Benicio wants to implement a tool for all the workstations and laptops in his company that
can combine behavioral detection attack indicators based on current threat intelligence with
real-time visibility into the systems. What sort of tool should he select?
A. An IPS
B. An EDR
C. A CRM
D. A UEBA
B. An EDR (Endpoint Detection and Response)
Explanation: An EDR (Endpoint Detection and Response) tool is designed to provide real-time visibility into endpoint activities, monitor for behavioral indicators of compromise (IoCs), and integrate with current threat intelligence. It combines detection and response capabilities to help identify and mitigate threats on workstations and laptops.
Eric wants to analyze a malware binary in the safest way possible.

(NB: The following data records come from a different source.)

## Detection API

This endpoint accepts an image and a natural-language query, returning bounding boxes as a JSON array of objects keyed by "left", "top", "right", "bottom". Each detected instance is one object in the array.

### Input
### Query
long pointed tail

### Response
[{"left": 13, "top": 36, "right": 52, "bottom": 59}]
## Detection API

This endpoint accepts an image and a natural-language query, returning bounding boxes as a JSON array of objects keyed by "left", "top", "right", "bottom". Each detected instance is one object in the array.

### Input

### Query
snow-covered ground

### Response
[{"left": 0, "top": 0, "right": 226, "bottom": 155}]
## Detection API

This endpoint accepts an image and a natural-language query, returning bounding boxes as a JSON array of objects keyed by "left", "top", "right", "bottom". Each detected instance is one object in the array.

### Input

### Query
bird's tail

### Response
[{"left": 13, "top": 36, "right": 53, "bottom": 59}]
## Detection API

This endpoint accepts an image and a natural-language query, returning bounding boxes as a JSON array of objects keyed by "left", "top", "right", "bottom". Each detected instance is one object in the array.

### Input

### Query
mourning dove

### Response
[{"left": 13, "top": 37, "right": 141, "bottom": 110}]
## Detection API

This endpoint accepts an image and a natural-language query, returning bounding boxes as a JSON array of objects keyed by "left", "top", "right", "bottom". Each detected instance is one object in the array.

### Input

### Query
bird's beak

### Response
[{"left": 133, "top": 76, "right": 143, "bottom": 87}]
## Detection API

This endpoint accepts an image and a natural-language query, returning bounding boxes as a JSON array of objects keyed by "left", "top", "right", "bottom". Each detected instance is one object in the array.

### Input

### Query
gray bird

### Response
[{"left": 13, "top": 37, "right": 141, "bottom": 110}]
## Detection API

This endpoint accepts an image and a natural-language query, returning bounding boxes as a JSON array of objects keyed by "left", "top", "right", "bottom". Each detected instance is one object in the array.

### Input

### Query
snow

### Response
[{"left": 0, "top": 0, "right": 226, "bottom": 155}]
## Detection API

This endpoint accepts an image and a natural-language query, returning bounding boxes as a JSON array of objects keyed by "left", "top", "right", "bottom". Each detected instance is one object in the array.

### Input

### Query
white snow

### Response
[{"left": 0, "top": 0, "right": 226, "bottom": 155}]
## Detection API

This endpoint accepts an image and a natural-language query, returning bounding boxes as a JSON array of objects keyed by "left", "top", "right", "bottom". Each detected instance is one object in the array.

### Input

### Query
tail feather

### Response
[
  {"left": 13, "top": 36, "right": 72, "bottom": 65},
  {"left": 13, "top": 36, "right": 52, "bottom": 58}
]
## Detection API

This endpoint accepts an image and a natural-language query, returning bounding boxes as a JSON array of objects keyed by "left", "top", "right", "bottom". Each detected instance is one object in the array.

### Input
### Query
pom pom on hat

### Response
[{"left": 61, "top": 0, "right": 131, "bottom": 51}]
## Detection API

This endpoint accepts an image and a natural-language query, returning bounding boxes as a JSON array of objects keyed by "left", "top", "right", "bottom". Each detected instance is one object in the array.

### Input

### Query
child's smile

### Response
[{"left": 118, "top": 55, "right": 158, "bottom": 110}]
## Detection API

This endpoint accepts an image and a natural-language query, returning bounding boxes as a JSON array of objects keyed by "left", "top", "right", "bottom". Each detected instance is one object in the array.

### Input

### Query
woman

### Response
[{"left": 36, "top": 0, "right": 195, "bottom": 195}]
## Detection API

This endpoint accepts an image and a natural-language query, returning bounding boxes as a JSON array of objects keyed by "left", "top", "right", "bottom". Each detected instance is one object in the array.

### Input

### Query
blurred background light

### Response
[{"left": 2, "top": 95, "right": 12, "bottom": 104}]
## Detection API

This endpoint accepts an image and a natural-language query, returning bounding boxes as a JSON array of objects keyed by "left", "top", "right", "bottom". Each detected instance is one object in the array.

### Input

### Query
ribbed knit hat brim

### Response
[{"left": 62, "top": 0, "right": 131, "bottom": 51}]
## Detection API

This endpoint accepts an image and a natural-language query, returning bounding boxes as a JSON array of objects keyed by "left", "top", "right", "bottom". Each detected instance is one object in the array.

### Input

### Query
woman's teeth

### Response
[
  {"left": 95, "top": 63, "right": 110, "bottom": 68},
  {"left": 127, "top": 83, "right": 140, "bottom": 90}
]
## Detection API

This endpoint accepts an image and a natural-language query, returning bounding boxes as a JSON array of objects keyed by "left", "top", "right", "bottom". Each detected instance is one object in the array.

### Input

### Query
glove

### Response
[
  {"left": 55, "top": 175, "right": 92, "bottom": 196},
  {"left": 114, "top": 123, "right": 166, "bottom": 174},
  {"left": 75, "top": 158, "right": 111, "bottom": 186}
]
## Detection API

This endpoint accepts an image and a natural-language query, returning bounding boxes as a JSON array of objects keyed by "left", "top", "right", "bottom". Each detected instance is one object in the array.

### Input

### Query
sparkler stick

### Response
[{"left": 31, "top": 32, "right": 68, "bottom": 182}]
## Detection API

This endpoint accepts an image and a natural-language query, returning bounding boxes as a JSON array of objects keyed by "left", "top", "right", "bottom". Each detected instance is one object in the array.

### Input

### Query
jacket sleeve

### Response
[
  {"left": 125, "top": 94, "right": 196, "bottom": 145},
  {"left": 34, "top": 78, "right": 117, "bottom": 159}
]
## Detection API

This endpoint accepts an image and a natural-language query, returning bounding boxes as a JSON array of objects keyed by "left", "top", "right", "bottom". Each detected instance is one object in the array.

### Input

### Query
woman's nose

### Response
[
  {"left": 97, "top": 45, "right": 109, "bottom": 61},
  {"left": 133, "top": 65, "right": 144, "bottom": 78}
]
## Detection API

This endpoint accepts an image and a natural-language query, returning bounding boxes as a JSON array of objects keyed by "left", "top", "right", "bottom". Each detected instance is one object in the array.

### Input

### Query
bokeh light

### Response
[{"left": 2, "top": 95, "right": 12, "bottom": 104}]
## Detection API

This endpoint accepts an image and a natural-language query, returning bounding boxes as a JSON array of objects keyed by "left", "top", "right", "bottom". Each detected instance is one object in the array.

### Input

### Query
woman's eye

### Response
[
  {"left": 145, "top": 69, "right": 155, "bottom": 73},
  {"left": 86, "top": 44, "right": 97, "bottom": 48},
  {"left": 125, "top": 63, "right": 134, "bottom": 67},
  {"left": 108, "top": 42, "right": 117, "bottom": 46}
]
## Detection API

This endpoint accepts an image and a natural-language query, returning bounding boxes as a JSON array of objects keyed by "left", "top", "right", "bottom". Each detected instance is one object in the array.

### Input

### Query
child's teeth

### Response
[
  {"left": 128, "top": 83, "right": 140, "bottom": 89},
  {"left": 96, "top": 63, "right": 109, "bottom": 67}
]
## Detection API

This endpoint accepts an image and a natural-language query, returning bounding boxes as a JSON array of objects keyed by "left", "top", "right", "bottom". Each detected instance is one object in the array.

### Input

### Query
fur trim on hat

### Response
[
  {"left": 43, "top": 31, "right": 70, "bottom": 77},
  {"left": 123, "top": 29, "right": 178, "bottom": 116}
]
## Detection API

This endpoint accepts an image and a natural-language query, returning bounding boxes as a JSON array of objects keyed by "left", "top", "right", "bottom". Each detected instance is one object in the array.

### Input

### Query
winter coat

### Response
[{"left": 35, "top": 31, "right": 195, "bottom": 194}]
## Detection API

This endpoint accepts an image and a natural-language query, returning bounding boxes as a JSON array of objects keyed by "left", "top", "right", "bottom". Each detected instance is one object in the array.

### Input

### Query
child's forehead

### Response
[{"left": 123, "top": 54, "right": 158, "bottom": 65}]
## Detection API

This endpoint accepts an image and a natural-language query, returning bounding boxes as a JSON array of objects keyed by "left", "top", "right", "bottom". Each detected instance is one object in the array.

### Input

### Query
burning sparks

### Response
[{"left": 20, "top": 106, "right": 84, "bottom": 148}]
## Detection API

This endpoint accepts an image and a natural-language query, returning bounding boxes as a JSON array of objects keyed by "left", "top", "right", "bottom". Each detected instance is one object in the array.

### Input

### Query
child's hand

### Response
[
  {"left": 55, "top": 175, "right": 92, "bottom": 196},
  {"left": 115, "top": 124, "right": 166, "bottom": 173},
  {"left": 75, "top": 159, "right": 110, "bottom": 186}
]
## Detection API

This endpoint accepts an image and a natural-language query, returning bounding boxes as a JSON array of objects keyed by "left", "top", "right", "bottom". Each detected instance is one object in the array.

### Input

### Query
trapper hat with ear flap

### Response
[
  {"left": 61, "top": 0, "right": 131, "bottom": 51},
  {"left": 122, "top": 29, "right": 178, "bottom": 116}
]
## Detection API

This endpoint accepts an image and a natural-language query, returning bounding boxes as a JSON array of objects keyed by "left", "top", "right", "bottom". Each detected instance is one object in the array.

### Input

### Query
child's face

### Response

Which of the following
methods has the least likelihood of allowing the malware to cause problems?
A. Running the malware on an isolated VM
B. Performing dynamic analysis of the malware in a sandbox
C. Performing static analysis of the malware
D. Running the malware in a container service
The correct answer is:
C. Performing static analysis of the malware
Explanation: Performing static analysis of the malware involves examining the malware’s code without executing it, thus preventing it from running and potentially causing harm. This is the safest method, as it does not allow the malware to execute and spread.
A. Isolated VM: VMs still run the malware, which poses a risk of escape or damage if isolation fails.
B. Dynamic analysis in a sandbox: Allows malware to run, which could lead to it escaping or causing harm if the sandbox isn’t secure.
D. Running in a container: Containers are less isolated than VMs, increasing the risk of malware escaping.
Tom wants to improve his detection capabilities for his software-as-a-service (SaaS) environment. What technology is best suited to give him a view of usage, data flows, and other
details for cloud environments?
A. EDR
B. CASB
C. IDS
D. SIEM
The best option for Tom to improve detection capabilities in his SaaS environment is B. CASB (Cloud Access Security Broker).
A CASB provides visibility and control over data and user activity in cloud services, helping to monitor usage, data flows, and other cloud-specific details.
Here’s why the others aren’t the best fit:
A. EDR (Endpoint Detection and Response): Primarily focuses on endpoint monitoring, not cloud services.
C. IDS (Intrusion Detection System): Monitors for network intrusions but doesn’t specifically address cloud environments.
D. SIEM (Security Information and Event Management): Collects and analyzes security data from across an organization’s network, but CASBs provide specialized cloud-focused security features.